One of the biggest flags that came up a few times in this chapter is the struggle to stay fully in first person. Each POV type brings with it certain positives and negatives. First person POV brings a huge positive in the sense that the reader often feels much closer to the main character more quickly. But it presents a challenge when you're trying to convey information about other characters or outside events to the reader. This can get really tricky. For example, when Kaya says "Mom and Dad fought a lot nowadays, but they never considered divorcing", you are bending the rules of first person POV. You can say "Mom and Dad fought a lot" because that's something that Kaya can see. But you shouldn't say "they never considered divorcing", because there's no way for Kaya to ever truly know if her parents ever considered divorce. Only a third person outside narrator could say something like that, but that's switching into third person POV. To me, this is definitely the hardest, hardest part about writing first person. I think you've done very well with staying mostly in Kaya's POV, but it's going to take a lot of close reading to make sure that you're never putting information out there that she can't really have known. 

Overall, I'd say this is a strong first chapter! I thought the pacing was well-balanced, you show us a lot about Kaya through her memories and perspective, and she's a very likeable main character.

Interesting start! I think you've laid a lot of awesome foundations for a good plot and characters. I liked Kaya, and I think you did a good job balancing descriptions of how she is feeling with descriptions of what is going on around her. She feels appropriately disconnected from what's going on in the wake of her cousin's death, and I think that made her seem very real to me. I also liked the way you showed us the bond between the two. The way that Kaya is written was for me the strongest part of the chapter. One thing I would pay more attention to is some of the supporting characters. Where Kaya felt real and multidimensional, other characters, namely her uncle and her cousin who spit at her, seemed a little too evil. They came across as very one-dimensional bad guys to me. 

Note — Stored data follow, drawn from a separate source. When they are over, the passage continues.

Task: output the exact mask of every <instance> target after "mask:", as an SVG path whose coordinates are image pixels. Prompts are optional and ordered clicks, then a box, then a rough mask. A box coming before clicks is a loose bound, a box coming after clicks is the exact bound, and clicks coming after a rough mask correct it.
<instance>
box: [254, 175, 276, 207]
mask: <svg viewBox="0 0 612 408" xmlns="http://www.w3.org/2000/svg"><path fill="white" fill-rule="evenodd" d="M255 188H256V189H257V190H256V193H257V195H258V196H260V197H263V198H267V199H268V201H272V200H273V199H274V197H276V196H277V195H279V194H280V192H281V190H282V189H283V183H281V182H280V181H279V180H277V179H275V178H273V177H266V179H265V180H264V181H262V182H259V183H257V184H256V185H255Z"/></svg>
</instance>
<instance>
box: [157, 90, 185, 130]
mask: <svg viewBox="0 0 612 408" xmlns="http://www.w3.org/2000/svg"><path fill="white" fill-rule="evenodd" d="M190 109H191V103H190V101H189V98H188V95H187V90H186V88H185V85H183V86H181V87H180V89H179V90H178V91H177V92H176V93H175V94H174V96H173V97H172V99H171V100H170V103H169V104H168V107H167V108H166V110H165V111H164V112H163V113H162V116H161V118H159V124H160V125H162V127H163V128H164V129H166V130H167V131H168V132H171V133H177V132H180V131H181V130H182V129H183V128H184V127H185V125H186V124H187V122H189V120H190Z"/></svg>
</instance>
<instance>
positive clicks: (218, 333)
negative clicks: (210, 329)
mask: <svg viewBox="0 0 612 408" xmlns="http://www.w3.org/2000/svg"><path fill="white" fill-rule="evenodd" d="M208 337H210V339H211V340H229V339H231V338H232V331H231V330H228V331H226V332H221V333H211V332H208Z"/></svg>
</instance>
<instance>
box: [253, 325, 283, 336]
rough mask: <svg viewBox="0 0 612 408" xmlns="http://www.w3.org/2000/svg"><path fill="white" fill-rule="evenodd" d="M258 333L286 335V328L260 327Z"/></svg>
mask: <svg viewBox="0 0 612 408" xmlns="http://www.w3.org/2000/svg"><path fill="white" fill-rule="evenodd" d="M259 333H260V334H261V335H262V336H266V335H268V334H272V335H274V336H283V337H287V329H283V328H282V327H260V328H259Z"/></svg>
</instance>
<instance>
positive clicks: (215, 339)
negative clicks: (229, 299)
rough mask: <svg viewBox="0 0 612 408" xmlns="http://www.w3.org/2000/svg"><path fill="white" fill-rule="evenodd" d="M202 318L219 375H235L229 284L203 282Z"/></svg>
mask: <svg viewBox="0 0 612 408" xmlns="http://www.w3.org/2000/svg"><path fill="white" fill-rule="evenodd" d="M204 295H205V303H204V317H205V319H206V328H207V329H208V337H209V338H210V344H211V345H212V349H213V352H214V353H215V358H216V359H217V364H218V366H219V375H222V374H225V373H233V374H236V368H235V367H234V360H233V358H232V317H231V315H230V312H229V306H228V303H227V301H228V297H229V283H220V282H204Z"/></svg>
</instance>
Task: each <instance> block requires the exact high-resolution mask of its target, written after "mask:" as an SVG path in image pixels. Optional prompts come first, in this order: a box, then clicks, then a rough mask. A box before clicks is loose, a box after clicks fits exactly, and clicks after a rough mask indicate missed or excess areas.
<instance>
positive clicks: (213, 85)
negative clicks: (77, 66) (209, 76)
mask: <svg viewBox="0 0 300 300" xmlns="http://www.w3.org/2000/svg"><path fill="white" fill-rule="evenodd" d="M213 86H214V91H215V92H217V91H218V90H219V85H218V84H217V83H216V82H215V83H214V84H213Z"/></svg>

In terms of the writing, it's pretty solid. Writing in first person seems to work really well for this story, and I think it allows the reader to get very close to Kaya very quickly, which is what you want to happen. However, the first paragraph threw me off quite a bit for two reasons. First off, I was perplexed by the use of "nine o'clock and two minutes". Did you mean to say 9:02? I would probably put something like "two minutes past nine" instead, to make it flow a bit better. The disconnect between the first paragraph and the second one was jarring to me. I didn't immediately realize that the first paragraph was a flashback, and had to go back and reread a few times to make sure I understood what was happening. One other note on the writing: when editing, I'd recommend going back and reading your writing out loud to see if it sounds natural. There are a few phrases and descriptions that just didn't sound exactly right, for example, at one point you wrote "my eyes fluttered tiredly." Eyes themselves don't flutter. Eyelids flutter. The imagery there is close to what you want to convey, but it's not quite right. Overall, though, I think you have a good start and a great main character!